Turning now to the academic papers, we have our usual international mix of research drawn from the varied traditions of enquiry that characterize consumption practices of children and youth. There are two papers that look at intra-familial research. Ruppal Sharma and Pinaki Dasgupta have provided us with an interesting model that takes the literature on children’s influence within families (including ideas such as “pester power”) and develops it into a planning framework suitable for marketing to children. Examples are drawn both from India and the international brand scene and it is a good example of how practitioner interests can be informed by academic research. Last quarter’s excellent edition on young consumers in China has not yet exhausted the market for papers from this emerging economy and Tao Sun tells us about parental mediation of children’s TV viewing in both rural and urban locations in that vast country. Parental mediation plays a vital role in how much TV the child sees and also how he or she understands it.
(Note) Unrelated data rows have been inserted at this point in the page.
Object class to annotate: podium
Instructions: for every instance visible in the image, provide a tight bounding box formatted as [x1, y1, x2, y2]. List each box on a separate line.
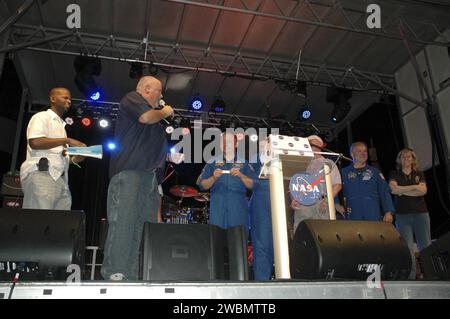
[260, 134, 339, 279]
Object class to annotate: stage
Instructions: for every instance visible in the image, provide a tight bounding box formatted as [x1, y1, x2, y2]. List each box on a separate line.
[1, 280, 450, 299]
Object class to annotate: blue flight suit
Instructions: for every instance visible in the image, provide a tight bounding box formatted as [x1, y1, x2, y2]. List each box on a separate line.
[249, 157, 274, 280]
[197, 159, 254, 230]
[341, 164, 395, 221]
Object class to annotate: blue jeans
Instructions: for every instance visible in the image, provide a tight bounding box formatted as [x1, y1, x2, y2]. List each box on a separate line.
[101, 170, 159, 281]
[395, 213, 431, 279]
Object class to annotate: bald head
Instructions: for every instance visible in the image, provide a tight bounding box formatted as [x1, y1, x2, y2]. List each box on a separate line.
[136, 76, 162, 107]
[49, 87, 70, 101]
[48, 87, 71, 117]
[136, 76, 160, 93]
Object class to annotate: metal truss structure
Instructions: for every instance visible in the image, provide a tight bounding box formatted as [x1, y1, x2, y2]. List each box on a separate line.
[1, 0, 427, 92]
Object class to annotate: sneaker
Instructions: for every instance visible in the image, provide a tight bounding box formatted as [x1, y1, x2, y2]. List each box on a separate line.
[109, 273, 125, 281]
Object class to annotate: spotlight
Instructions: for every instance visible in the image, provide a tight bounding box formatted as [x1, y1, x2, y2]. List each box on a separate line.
[298, 106, 311, 121]
[65, 117, 74, 125]
[189, 95, 205, 111]
[250, 134, 258, 142]
[107, 142, 117, 151]
[90, 91, 102, 101]
[129, 62, 144, 79]
[98, 118, 111, 129]
[180, 118, 191, 135]
[148, 63, 158, 76]
[81, 116, 92, 127]
[327, 86, 352, 123]
[74, 56, 103, 100]
[211, 96, 226, 113]
[165, 125, 175, 134]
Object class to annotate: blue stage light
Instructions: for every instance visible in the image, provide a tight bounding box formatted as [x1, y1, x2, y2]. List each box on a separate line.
[189, 95, 205, 111]
[90, 91, 101, 101]
[298, 106, 311, 121]
[107, 142, 117, 151]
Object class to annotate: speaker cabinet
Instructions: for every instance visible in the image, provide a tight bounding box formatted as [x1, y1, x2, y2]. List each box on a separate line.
[0, 208, 85, 281]
[421, 231, 450, 280]
[139, 223, 248, 281]
[290, 220, 411, 280]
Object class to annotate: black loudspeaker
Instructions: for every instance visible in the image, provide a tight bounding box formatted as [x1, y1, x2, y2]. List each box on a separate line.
[139, 223, 248, 281]
[1, 174, 23, 197]
[421, 231, 450, 280]
[290, 220, 411, 280]
[0, 208, 86, 281]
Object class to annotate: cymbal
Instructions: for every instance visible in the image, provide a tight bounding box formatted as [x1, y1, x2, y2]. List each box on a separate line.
[169, 185, 198, 198]
[194, 193, 210, 202]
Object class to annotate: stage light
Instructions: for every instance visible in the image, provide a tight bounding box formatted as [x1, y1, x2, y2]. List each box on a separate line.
[148, 63, 158, 76]
[170, 147, 176, 154]
[189, 95, 204, 111]
[327, 86, 352, 123]
[65, 117, 74, 125]
[211, 96, 226, 113]
[298, 106, 311, 121]
[179, 118, 191, 135]
[98, 118, 110, 129]
[165, 126, 175, 134]
[81, 116, 92, 127]
[129, 62, 144, 79]
[90, 91, 102, 101]
[107, 142, 117, 151]
[74, 56, 103, 101]
[250, 134, 258, 142]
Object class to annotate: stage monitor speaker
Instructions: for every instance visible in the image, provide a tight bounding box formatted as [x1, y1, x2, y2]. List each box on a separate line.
[1, 174, 23, 197]
[139, 223, 248, 281]
[290, 220, 411, 280]
[421, 231, 450, 280]
[0, 208, 86, 281]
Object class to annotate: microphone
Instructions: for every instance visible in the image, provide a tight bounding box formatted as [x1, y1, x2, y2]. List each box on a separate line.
[158, 99, 171, 125]
[158, 99, 176, 134]
[321, 146, 353, 162]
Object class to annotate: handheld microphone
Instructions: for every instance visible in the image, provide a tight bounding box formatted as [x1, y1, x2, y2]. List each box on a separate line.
[158, 99, 171, 125]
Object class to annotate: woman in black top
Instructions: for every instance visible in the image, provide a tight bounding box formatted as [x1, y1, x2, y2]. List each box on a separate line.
[389, 148, 431, 280]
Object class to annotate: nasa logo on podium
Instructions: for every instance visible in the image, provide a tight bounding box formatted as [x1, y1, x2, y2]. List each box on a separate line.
[289, 172, 323, 206]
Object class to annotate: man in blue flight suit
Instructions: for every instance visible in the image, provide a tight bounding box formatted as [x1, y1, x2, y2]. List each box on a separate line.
[249, 138, 274, 281]
[339, 141, 394, 222]
[197, 132, 254, 231]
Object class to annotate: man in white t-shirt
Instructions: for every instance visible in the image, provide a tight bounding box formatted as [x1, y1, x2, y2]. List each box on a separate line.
[20, 87, 86, 210]
[291, 135, 342, 234]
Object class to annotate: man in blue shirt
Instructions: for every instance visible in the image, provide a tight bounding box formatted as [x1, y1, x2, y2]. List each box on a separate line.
[197, 132, 254, 231]
[339, 141, 394, 222]
[101, 76, 174, 281]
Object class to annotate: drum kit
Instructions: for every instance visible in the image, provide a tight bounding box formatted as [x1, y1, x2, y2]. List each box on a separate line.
[161, 185, 210, 224]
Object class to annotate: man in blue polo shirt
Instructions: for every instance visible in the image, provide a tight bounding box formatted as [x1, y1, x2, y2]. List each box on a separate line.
[101, 76, 174, 281]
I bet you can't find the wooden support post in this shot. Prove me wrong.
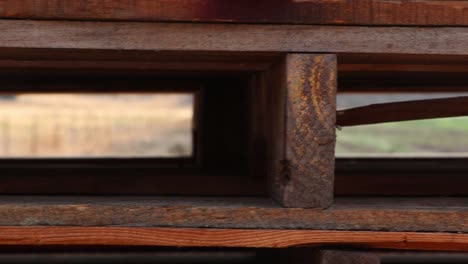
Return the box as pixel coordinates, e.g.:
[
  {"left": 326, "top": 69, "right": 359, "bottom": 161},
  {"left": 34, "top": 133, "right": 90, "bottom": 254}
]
[{"left": 269, "top": 54, "right": 337, "bottom": 208}]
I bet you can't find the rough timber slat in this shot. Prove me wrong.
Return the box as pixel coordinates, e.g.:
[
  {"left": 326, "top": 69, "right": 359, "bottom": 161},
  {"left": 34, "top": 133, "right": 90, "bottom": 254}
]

Urban parents do restrict their children’s viewing more than rural children and also instruct them more.
Goods and services are not consumed solely for functional reasons and we have a couple of papers that look at aspects of symbolic consumption in youth. Kazim Develioglu and his colleagues in Turkey are interested in conspicuous consumption, mediated by status seeking, and look at one of the most ubiquitous examples – cell phones for young people. This research is again valuable for both practitioners and academics and also timely given negotiations between Turkey and the EU. We have another paper on status consumption from Ian Phau and Edith Cheung in Australia. This time the brands are known as diffusion brands – where the quality and status associated with the original brand can diffuse down to a cheaper sub-brand targeted at the youth market for example. Another example of research that has value for practitioners as well as academics, especially in these times of recession when consumption patterns become more thrifty and frugal.
Dwane Dean looked at video game playing in college students in the US. He took a measure of his participants’ ability to visualize spatially – to imagine how objects might look after rotation. Although this ability was significantly correlated with videogame interest, causality could not be inferred as both variables were influenced by gender. This interesting paper sets the stage for future programs of research on the involvement of young consumers in video games. Pascale Ezan and Joelle Lazier are interested in how children develop their aesthetic sensibilities and have written a novel paper on the subject using qualitative techniques. This French research also has a valuable theoretical grounding.
Finally Jenniina Halkoaho and Pirjo Laaksonen have done a qualitative analysis of the features and styles of the letters that British children wrote to Santa Claus. Appropriately these authors come from Finland where, of course, that icon of Christmas lives. Their conclusions might shatter a few myths however as they conclude that “… for children Christmas seems to be a rather unspiritual festival involving having things rather than about dreams coming true”. Read and enjoy!